Femme dans la forêt

Texte de Julia Haenni
par le Collectif Merci pour la tendresse
Université La Sorbonne Nouvelle Paris 3

Texte de Julia Haenni (L’ARCHE - éditeur & agence théâtrale)

Date : Mercredi 23 novembre 2022
Horaires : 20h - 21h15
Lieu : Théâtre Bernard-Marie Koltès
Durée : 1h15
Discipline : Théâtre

Femme dans la forêt

Théo Lambros

Texte : Julia Haenni
Mise en scène : Collectif Merci pour la tendresse
Traduction : Katharina Stalder
Avec : Chiara Galliano, Margaux Maugendre, Annouck Saussier, Nina Vantieghem, Juliette Welsch
Scénographie : Mélusine Mayance
Création lumière : Corentin Nagler
Création sonore : Jullian Rivière et Alexis Bruneel

Pièce chorale et polyphonique, Femme dans la forêt convoque un univers étrange et dédalesque. La multiplicité des univers convoqués par le texte (récit intime, épopée, horreur, fantastique) nous a donné envie de créer un théâtre d’images sensible, visuel et musical.

Six comédiennes portent la voix diffractée d’une femme - ou peut-être celles de toutes les femmes ? Submergée par son quotidien, elle lutte pour maintenir l’équilibre des choses. Le monde devient hostile et partout, se répand une horde de femmes. Elle n’a plus d’alternative : elle fuit à travers la ville jusque dans la forêt.

Dans ce texte plastique, au rythme effréné, les espaces et les états apparaissent et disparaissent au détour d’une réplique. Pour suivre sa cadence, le dispositif scénographique est léger, modulable et manipulé à vue par les comédiennes.

La forme monolithe du texte de Julia Haenni, sans distribution pré-établie, offre un formidable terrain de jeu dramaturgique. Nous avons fait corps avec lui et sculpté dans cette matière fragmentaire les voix de nos femmes.

Ce texte protéiforme, étrange, à l’humour parfois absurde, dessine un univers inintelligible et violent : le trajet en tram déclenche une angoisse claustrophobique, la file d’attente à la boulangerie devient pugilat, la maison est envahie de corps étrangers.

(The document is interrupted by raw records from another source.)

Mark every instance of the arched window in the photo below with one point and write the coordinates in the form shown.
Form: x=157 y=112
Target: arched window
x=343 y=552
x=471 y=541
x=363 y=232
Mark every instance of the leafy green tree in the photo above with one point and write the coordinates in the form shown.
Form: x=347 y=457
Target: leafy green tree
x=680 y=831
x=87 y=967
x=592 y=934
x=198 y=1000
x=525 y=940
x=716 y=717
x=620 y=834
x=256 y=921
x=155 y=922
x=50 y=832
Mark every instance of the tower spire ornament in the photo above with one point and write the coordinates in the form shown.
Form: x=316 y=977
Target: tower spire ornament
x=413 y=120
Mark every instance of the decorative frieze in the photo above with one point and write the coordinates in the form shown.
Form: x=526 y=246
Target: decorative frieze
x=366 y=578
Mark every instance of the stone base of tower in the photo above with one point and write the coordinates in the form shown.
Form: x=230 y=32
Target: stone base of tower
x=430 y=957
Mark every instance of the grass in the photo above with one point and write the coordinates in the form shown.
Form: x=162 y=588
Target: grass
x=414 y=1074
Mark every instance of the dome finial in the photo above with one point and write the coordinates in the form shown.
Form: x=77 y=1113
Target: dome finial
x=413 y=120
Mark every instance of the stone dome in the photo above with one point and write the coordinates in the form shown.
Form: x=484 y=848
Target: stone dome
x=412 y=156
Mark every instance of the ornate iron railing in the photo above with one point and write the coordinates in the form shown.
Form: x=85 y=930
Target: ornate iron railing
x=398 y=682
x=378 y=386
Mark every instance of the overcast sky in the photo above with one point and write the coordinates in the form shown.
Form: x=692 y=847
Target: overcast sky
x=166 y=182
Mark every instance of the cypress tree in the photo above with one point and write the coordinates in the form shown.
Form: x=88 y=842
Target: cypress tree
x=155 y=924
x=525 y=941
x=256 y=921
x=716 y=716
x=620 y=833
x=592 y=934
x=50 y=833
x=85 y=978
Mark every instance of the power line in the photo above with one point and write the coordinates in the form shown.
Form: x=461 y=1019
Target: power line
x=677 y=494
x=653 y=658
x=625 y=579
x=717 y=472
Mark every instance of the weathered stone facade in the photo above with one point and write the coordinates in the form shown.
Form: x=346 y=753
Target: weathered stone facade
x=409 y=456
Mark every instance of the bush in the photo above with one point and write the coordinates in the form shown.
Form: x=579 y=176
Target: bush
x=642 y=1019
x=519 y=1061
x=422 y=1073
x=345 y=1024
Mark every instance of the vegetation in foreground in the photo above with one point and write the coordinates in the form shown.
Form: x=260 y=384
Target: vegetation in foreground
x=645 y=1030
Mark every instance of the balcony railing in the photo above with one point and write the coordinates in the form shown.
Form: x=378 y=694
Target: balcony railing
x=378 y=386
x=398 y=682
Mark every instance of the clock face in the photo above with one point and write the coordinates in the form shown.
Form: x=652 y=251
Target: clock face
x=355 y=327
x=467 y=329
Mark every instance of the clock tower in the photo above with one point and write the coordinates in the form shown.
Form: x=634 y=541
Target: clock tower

Aux prises avec cette fracture du texte et du monde, le collectif constitue un enjeu crucial et politique de notre création : la choralité devient outil de réconciliation et de sororité.

Photo : Théo Lambros

Entretien

Nous avons rencontré Annouck Saussier et Nina Vantieghem, membres du collectif Merci pour la tendresse qui met en scène Femme dans la Forêt1, écrit par l’autrice Julia Haenni en 2018. Elles s’expriment sur la genèse du projet et l’originalité du texte, mais également sur la complexité de la mise en scène et de ses enjeux au sein d’un travail signé par les cinq membres du collectif.

« Par l’humour, on travaille la frontière poreuse entre les moments où on rit franchement et les situations terribles. » — Annouck Saussier et Nina Vantieghem

Tout d’abord, pouvez-vous nous parler du collectif Merci pour la tendresse et de vos intentions ?

Annouck Saussier et Nina Vantieghem : Nous nous sommes rencontrées dans le cadre du Master Théâtre En Création de la Sorbonne-Nouvelle de l’université Paris 3. Nous y avons créé une première version de Femme Dans La Forêt et depuis nous sommes en recréation du spectacle, dans une version pour cinq. Nous sommes un collectif exclusivement composé de femmes et nous nous intéressons à des textes contemporains et à un théâtre que l’on peut qualifier de visuel et physique. À partir de nos objets de recherche propres et de nos formations variées, nous avons une ambition collective : celle de créer un théâtre d’images qui agit sur tous les sens du spectateur. Pour nous, il était alors intéressant de travailler sur le texte de Femme dans la forêt, pièce d’une jeune autrice allemande, Julia Haenni, qui écrit exclusivement pour des femmes.

Femme dans la forêt est un spectacle très en mouvement, avec de nombreuses péripéties et des tableaux qui s’enchaînent très rapidement. Pourriez-vous nous en dire plus sur l’histoire de cette femme à la vie tumultueuse ?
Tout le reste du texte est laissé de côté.